How 'Pic of the Day' Works

Overview

Pic of the Day is a free service that delivers nude/erotic images to your inbox every day via an automated, personalized system. You can rate each pic using a simple five star system, directly from your email. Each email also includes an unsubscribe link, of course.

Subscribe Now

When you rate an image, you'll be brought to your own personalized portal displaying the image you just rated, along with your rating history exposed in several different ways (model, calendar, favorites, etc.). Once collected, the ratings are used to select images that you'll like from the available pool.

Privacy

Just like your email address, your ratings are kept private. Aggregation of individual subscribers' ratings is used in certain cases (particularly for new subscribers), but all such uses are both internal and not tracable to you.
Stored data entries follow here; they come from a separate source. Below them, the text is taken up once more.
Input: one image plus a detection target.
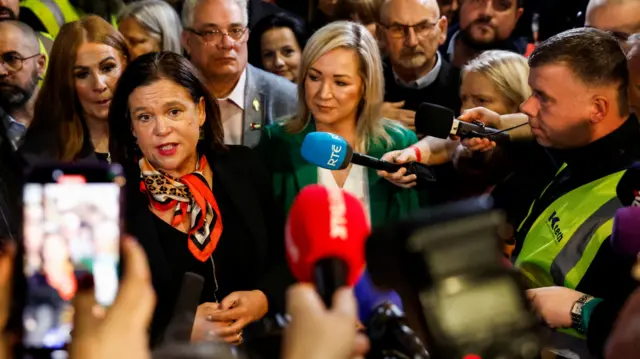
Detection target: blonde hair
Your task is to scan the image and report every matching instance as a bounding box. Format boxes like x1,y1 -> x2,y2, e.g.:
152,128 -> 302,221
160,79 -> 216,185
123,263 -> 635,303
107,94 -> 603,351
462,50 -> 531,111
285,21 -> 401,149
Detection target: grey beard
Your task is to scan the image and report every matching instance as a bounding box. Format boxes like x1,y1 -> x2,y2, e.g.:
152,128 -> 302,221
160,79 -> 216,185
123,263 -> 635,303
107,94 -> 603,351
0,69 -> 38,112
396,53 -> 427,69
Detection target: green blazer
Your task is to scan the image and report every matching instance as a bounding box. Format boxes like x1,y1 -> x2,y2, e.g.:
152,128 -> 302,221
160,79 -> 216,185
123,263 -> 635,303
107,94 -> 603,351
257,120 -> 420,228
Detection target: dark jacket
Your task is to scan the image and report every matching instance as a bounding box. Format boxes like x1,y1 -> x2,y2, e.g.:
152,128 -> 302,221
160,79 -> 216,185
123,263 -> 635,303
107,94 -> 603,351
514,117 -> 640,357
0,112 -> 21,243
383,57 -> 461,117
439,24 -> 529,68
124,146 -> 293,347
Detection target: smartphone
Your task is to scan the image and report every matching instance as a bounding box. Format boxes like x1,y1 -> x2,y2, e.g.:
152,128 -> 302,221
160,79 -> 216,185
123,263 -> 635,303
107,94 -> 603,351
21,163 -> 125,352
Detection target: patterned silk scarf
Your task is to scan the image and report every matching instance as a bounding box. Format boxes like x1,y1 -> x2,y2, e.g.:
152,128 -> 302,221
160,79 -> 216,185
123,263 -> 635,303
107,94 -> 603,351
139,155 -> 223,262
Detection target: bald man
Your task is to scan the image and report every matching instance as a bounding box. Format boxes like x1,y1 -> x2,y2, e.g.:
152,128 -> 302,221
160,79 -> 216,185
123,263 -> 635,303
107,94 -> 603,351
628,35 -> 640,115
0,21 -> 45,150
379,0 -> 461,117
378,0 -> 463,205
586,0 -> 640,51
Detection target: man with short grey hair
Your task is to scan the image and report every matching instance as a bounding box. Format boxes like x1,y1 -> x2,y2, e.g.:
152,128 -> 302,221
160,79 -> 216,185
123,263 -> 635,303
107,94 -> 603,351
181,0 -> 297,147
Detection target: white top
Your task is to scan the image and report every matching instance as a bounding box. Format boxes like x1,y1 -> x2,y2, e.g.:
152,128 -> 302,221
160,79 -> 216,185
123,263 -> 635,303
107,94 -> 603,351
393,52 -> 443,90
218,68 -> 247,145
317,164 -> 372,226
I never share any individual's personal information, nor even the specific number of active subscribers. I occasionally make high-level data available (usually via interesting charts on my blog), but this is always both aggregated and summarized.

How Do I Make Money?

I don't. Zero, zip, zilch, nada. Joining is free, there are no ads, and your information is kept strictly private. I do it because the clustering and selection algorithms are fascinating, but only with a sufficiently large data set. By providing this service for free, I can increase the size of my data set without incurring any of the costs associated with "normal" data collection practices. Sometime around the beginning of April, 2008 I crossed the one million record mark and the count continues to climb, without a single cent spent.

The Nitty-Gritty

Building the Collection

Everything starts with the collection of images. I have an automated spider that searches across the Web looking for suitable images. Suitability is determined by a number of factors: source, dimensions, filename, etc. Desirable images are downloaded, stored in Amazon's S3 service, and then added to the collection of available images.
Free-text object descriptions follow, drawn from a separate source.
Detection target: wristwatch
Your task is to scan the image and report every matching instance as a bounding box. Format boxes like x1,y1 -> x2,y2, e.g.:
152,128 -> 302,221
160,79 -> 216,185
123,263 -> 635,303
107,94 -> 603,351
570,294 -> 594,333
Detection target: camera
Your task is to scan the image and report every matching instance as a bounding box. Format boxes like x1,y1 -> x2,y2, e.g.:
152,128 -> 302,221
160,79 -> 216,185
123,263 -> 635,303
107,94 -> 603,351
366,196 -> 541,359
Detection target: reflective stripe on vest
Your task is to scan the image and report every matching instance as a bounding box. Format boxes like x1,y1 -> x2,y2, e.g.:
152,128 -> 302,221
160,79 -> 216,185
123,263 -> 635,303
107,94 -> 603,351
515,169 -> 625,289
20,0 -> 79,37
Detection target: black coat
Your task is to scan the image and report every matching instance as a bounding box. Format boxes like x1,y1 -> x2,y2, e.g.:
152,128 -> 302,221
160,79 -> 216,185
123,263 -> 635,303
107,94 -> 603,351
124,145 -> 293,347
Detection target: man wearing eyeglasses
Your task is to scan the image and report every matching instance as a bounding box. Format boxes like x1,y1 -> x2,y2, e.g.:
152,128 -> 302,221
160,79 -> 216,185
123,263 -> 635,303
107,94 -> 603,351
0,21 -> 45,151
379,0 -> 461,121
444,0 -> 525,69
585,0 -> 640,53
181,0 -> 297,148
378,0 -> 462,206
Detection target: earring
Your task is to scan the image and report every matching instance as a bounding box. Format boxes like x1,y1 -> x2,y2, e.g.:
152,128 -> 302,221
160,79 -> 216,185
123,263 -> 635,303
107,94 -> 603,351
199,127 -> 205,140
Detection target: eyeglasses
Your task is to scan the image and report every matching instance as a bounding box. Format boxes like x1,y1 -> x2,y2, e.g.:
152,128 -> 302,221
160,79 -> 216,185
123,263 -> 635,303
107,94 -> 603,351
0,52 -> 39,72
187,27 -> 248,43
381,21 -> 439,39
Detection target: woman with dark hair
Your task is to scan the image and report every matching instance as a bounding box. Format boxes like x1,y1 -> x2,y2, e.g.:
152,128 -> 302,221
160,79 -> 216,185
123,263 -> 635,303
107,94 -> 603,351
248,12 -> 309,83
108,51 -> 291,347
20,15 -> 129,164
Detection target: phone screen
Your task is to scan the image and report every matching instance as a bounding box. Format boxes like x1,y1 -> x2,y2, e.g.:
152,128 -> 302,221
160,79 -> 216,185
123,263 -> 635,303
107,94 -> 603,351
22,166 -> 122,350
Images are run through a couple different deduplication algorithms. The first is a simple file checksum which weeds out identical images that were double-spidered (or more likely double-posted). Such images are spot-checked to ensure they really are duplicates (i.e. have the same pixels, not just the same checksum), and are then automatically deleted.

Next images are run through an equivalence algorithm that tries to find images that aren't equal at a binary level, but are the same picture. Usually this is caused by downloading the same image at two different resolutions, or perhaps the addition of a watermark. This algorithm is incredibly weak at this point; the number of false positives bring it almost to the point of irrelevance. But it's an interesting problem.

Almost done.  Now it's time to strip off borders and stuff that aren't part of the image.  This is a simple algorithm just looking for clearly demarcated bands of color around the edges of images, and then cropping them away.

The last cleanup step is resizing. All emailed images are not more than 1024 pixels wide and 850 pixels tall. This is to ensure that images can be viewed in your email with minimal scrolling. Some images are spidered at two or three times those dimensions which would make viewing very difficult.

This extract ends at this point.